2025 s’annonce comme une année charnière pour Ipsos, qui célèbre son cinquantième anniversaire tout en annonçant l’acquisition de The BVA Family. L’occasion était idéale pour faire le point avec Alexandre Guérin, CEO d’Ipsos bva, sur le sens stratégique de cette opération, la manière dont elle va se concrétiser, et les ambitions du leader du marché pour les années à venir. Il partage ici, en exclusivité pour Market Research News, son analyse du marché, sa vision et ses priorités.
MRNews : C’est fait ! La finalisation de l’acquisition de The BVA Family par Ipsos a été annoncée il y a quelques jours.
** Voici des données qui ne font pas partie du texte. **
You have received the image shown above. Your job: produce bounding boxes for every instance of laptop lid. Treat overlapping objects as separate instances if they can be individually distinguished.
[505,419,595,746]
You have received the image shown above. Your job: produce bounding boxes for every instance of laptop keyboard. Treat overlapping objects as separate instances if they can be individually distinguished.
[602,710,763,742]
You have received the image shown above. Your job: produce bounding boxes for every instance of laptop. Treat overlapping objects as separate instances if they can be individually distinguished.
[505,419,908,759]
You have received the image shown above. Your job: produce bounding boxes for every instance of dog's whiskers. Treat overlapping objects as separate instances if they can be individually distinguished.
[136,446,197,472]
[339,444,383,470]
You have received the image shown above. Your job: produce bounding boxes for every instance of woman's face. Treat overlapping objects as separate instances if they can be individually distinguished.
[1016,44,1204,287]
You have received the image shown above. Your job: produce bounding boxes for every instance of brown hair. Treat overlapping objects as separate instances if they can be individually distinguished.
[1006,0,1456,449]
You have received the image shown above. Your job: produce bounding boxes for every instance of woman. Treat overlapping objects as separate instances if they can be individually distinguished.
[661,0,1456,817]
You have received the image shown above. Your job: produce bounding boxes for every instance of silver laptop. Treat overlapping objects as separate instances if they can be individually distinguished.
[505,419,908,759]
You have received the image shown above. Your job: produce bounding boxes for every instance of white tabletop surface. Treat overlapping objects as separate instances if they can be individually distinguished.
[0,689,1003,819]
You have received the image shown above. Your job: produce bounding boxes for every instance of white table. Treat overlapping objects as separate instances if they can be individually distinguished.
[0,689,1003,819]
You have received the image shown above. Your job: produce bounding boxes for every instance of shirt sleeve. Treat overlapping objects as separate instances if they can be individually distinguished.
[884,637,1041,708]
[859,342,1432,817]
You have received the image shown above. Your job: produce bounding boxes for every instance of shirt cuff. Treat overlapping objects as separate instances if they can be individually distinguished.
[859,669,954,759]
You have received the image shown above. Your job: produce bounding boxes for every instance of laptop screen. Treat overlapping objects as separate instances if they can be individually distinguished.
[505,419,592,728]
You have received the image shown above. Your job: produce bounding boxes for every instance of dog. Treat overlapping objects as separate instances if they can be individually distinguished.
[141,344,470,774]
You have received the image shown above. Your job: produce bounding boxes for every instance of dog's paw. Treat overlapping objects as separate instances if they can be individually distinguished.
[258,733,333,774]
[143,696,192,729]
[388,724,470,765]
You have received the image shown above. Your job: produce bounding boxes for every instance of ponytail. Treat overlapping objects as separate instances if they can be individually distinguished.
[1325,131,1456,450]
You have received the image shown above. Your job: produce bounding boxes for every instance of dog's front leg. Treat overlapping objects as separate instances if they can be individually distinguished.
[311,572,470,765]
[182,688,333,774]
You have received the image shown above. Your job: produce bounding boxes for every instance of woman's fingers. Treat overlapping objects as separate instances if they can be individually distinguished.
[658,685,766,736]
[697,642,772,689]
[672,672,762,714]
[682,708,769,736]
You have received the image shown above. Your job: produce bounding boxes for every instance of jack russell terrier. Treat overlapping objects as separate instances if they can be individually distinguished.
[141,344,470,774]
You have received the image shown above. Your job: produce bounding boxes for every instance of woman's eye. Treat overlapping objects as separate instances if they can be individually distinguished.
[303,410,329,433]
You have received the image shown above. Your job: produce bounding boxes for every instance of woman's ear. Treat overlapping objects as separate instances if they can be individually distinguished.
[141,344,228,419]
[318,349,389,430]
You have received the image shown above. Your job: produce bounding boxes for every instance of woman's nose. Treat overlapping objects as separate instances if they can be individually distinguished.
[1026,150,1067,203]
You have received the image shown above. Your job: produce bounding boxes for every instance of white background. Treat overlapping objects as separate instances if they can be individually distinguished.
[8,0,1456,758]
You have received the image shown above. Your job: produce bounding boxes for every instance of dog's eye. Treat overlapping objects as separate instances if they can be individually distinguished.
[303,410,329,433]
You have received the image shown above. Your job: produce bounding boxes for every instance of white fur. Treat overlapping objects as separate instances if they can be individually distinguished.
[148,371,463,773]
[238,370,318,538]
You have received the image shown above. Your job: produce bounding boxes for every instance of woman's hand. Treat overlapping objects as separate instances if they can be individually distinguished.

Avant d’y revenir, un mot sur le contexte : le marché reste complexe, pas mal d’acteurs souffrent… Comment Ipsos traverse-t-il cette période ?
Alexandre Guérin (Ipsos France) : Le contexte Marché est effectivement difficile. En France, nous observons un ralentissement depuis la dissolution de juin 2024 et la mise en cause d’une partie des commandes publiques. Pour autant, les entreprises continuent de se poser énormément de questions, peut-être même plus que jamais, dans un environnement particulièrement incertain. Les besoins en études restent donc très forts. Ce qui change, en revanche, c’est la manière d’y répondre.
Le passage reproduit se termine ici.